Both Flemmi and Bulger, whose brother was the Democrat president of the Massachusetts state Senate, were longtime “top-echelon” informants of the FBI. Flemmi has testified to the Drug Enforcement Administration that he and Bulger at one time had six Boston G-men on their underworld payroll. Both Flemmi and Bulger are serving life sentences in federal prison; Bulger was convicted of 11 murders and Flemmi of five.
At Bulger’s 2013 trial, Morris admitted telling Connolly about a gangster who was about to flip and testify against Bulger in 1981. Connolly, despite being a mid-life student at Harvard at the time, got the message to Bulger, and the gangland chieftain gunned down the informant and another man in South Boston.
Connolly, the Harvard man, is currently serving a 40-year sentence in a Florida prison after being convicted of orchestrating a different gangland hit in Miami, to cover up still another organized-crime murder, at a golf course in Tulsa OK.
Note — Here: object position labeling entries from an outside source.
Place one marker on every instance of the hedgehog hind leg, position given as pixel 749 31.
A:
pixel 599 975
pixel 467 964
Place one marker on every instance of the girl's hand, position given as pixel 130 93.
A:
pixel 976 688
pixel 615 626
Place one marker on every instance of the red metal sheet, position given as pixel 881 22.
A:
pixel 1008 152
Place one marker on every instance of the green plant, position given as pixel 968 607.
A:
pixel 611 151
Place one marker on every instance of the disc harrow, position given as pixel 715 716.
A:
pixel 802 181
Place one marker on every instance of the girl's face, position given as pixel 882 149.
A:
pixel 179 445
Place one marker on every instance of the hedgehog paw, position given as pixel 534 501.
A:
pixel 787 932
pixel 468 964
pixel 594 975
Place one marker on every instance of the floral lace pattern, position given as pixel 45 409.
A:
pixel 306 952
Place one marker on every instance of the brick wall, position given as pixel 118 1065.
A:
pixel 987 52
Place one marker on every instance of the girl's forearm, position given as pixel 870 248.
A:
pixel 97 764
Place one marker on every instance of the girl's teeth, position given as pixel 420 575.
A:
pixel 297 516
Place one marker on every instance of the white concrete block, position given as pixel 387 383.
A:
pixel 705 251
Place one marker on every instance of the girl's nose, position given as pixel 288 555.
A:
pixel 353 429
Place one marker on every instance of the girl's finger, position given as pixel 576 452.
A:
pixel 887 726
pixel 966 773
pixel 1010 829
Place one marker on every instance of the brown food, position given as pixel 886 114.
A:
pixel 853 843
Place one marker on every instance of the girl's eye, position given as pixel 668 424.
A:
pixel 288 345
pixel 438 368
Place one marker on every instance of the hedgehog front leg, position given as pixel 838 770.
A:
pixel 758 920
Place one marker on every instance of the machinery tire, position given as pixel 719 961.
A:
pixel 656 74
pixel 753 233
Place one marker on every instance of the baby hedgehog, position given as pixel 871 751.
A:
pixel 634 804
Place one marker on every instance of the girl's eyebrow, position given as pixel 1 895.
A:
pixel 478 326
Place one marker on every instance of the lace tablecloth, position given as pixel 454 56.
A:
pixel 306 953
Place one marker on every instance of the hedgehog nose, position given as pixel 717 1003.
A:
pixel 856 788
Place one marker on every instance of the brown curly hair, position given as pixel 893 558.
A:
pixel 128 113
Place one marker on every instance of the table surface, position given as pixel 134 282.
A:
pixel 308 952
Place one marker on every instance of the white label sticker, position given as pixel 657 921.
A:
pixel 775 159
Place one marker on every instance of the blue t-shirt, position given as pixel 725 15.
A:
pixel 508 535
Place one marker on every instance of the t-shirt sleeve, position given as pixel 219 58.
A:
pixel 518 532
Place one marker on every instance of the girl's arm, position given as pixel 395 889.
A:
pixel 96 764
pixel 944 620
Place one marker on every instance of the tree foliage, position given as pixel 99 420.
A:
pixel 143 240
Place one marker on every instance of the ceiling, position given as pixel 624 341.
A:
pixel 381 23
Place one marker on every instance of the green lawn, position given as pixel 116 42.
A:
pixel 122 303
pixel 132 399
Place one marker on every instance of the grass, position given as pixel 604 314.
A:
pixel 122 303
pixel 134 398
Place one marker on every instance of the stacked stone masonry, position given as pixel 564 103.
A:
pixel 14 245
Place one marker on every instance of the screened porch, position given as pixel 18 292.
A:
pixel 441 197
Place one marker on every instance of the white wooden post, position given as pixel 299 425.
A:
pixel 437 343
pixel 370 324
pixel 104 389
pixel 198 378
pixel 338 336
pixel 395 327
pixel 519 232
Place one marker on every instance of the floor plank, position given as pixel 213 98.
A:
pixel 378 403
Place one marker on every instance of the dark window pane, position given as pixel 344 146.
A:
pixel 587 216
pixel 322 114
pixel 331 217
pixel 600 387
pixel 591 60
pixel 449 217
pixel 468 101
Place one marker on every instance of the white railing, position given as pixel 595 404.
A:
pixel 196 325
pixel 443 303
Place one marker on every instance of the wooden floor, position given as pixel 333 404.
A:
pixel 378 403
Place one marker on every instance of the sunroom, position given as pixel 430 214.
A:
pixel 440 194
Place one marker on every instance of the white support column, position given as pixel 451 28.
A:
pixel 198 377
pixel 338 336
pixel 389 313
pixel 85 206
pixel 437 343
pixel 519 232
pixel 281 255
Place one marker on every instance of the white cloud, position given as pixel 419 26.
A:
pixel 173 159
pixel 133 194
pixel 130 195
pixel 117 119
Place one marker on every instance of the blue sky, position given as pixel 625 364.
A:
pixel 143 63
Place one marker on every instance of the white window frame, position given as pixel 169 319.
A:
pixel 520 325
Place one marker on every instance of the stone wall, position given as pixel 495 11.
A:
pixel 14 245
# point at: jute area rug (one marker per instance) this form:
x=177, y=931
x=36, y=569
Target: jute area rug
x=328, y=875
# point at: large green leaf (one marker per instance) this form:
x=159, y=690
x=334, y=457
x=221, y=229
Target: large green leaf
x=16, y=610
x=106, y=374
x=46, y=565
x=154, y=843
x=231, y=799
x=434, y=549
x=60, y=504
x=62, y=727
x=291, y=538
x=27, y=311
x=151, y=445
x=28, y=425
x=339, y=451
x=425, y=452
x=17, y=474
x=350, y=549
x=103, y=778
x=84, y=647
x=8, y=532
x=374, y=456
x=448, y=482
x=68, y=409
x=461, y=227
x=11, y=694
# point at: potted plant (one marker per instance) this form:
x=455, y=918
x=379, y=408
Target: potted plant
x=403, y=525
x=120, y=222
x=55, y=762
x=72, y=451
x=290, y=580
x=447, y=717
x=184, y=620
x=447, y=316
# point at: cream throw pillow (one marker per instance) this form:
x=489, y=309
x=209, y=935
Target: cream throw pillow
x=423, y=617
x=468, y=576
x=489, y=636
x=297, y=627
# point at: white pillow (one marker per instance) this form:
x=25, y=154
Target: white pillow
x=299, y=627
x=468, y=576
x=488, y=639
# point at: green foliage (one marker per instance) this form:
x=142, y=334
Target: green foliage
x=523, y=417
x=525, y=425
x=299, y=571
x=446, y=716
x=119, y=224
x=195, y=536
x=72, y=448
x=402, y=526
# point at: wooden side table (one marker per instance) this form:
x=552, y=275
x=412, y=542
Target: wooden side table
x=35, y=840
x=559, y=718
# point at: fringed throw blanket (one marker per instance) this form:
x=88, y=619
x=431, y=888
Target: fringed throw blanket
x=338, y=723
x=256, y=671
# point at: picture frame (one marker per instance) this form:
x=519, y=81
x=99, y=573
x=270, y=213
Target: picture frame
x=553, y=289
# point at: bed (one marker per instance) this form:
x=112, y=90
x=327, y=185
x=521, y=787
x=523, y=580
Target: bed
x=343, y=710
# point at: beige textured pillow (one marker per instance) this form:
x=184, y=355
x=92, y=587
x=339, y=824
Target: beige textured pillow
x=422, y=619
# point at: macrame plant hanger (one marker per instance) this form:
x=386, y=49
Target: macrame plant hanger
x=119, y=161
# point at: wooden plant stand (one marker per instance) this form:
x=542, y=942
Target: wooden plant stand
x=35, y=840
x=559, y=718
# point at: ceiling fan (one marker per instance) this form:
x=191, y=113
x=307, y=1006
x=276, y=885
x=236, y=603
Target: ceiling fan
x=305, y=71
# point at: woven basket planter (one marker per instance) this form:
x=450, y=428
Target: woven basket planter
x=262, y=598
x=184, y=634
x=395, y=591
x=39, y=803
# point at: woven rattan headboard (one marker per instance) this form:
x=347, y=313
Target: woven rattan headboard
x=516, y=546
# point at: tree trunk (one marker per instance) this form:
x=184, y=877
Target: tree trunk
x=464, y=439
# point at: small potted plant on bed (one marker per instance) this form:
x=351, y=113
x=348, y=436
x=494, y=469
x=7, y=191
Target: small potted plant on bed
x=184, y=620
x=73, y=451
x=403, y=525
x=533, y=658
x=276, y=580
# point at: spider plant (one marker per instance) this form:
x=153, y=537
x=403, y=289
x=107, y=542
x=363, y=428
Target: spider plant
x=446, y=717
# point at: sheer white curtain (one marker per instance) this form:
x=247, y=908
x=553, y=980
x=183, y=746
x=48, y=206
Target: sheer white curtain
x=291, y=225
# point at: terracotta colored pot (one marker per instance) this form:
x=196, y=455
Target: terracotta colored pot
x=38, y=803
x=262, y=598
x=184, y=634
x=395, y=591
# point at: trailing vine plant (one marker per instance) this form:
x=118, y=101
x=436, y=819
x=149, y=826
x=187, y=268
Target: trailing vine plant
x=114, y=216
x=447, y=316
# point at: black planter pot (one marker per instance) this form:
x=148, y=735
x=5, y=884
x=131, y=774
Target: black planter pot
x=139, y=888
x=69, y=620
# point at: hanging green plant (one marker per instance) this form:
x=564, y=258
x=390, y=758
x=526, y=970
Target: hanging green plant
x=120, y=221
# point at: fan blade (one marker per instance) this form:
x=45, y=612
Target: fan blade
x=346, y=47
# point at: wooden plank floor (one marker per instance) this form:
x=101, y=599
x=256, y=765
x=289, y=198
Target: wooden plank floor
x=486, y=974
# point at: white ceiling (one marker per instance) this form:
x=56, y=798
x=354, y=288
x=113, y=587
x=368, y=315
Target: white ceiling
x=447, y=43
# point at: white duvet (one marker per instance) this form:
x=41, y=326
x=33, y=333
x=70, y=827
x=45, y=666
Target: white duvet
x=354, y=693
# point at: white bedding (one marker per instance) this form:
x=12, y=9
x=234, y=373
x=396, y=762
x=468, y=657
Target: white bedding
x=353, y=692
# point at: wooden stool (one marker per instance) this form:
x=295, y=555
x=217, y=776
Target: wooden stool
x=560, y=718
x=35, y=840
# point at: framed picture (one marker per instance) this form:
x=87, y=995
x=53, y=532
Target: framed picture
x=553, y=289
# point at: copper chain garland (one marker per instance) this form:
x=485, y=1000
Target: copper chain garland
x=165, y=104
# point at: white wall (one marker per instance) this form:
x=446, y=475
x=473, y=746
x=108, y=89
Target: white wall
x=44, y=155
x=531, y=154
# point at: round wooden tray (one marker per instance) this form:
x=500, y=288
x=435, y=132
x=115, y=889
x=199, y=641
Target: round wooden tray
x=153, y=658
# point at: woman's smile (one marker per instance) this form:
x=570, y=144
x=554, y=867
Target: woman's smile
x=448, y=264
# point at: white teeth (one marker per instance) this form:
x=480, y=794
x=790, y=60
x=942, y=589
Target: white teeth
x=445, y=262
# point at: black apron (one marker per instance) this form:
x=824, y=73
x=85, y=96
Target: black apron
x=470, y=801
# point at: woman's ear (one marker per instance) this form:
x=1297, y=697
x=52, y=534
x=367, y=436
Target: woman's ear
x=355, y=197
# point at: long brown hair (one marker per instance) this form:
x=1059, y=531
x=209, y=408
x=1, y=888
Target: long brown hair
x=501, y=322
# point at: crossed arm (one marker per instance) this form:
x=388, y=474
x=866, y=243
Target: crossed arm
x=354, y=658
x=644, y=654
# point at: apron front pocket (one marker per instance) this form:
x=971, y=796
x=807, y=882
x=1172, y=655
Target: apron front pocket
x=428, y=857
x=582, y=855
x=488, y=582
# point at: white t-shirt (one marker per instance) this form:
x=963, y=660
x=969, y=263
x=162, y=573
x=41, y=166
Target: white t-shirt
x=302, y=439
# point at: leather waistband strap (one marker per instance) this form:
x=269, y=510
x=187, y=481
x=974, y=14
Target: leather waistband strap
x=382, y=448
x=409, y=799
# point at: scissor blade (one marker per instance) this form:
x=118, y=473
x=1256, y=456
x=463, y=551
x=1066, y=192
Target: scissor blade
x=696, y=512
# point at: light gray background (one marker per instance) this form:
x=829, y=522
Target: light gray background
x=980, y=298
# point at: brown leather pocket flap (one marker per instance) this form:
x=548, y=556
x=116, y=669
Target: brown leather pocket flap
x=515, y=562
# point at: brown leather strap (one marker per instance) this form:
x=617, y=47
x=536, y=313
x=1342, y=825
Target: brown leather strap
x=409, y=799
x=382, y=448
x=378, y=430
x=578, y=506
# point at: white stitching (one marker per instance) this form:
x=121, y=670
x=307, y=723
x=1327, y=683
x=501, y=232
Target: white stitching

That Oklahoma murder was set up by a third corrupt Boston FBI agent, H. Paul Rico, who was one of the two agents who engineered the frame up of the four innocent men back in 1965. Rico died in a prison hospital in Tulsa in 2003 after being arrested in Florida and brought back to the Sooner state to stand trial on murder charges.
Asked for a statement about the 2002 letter Mueller authorized to be sent to the Advisory Board of Pardons, Mueller’s office on Friday declined comment.
In the Greco family’s 2002 plea for a posthumous pardon, their lawyer wrote:
“Louie Greco died an innocent man, despite numerous unheeded pleas of innocence. His innocence was known prior to trial, yet he was tried, convicted and sentenced to death. Now, the truth is being revealed and those responsible are facing a Congressional and Justice Department investigation. It is time for Massachusetts to officially acknowledge the wrong done to Mr. Greco and his family and remove this blot from his name.”
But after receiving the letter from Mueller, the Board rejected the family’s petition in July 2003.
Finally, in the waning days of his administration in December 2014, Gov. Deval Patrick issued a proclamation laying out the facts of the corrupt frame up by the FBI and Greco’s innocence.
“Any stigma and disgrace,” the governor wrote, “is hereby removed.”
Globe-Walker-Proclamation
Greco had been dead 19 years. He spent the last 28 years of his life in prison for a crime he did not commit – a fact Robert Mueller knew but adamantly refused to acknowledge even after Greco’s death behind bars.
“Even the dead,” Michael Albano said, “can’t rest in peace with this FBI memo.”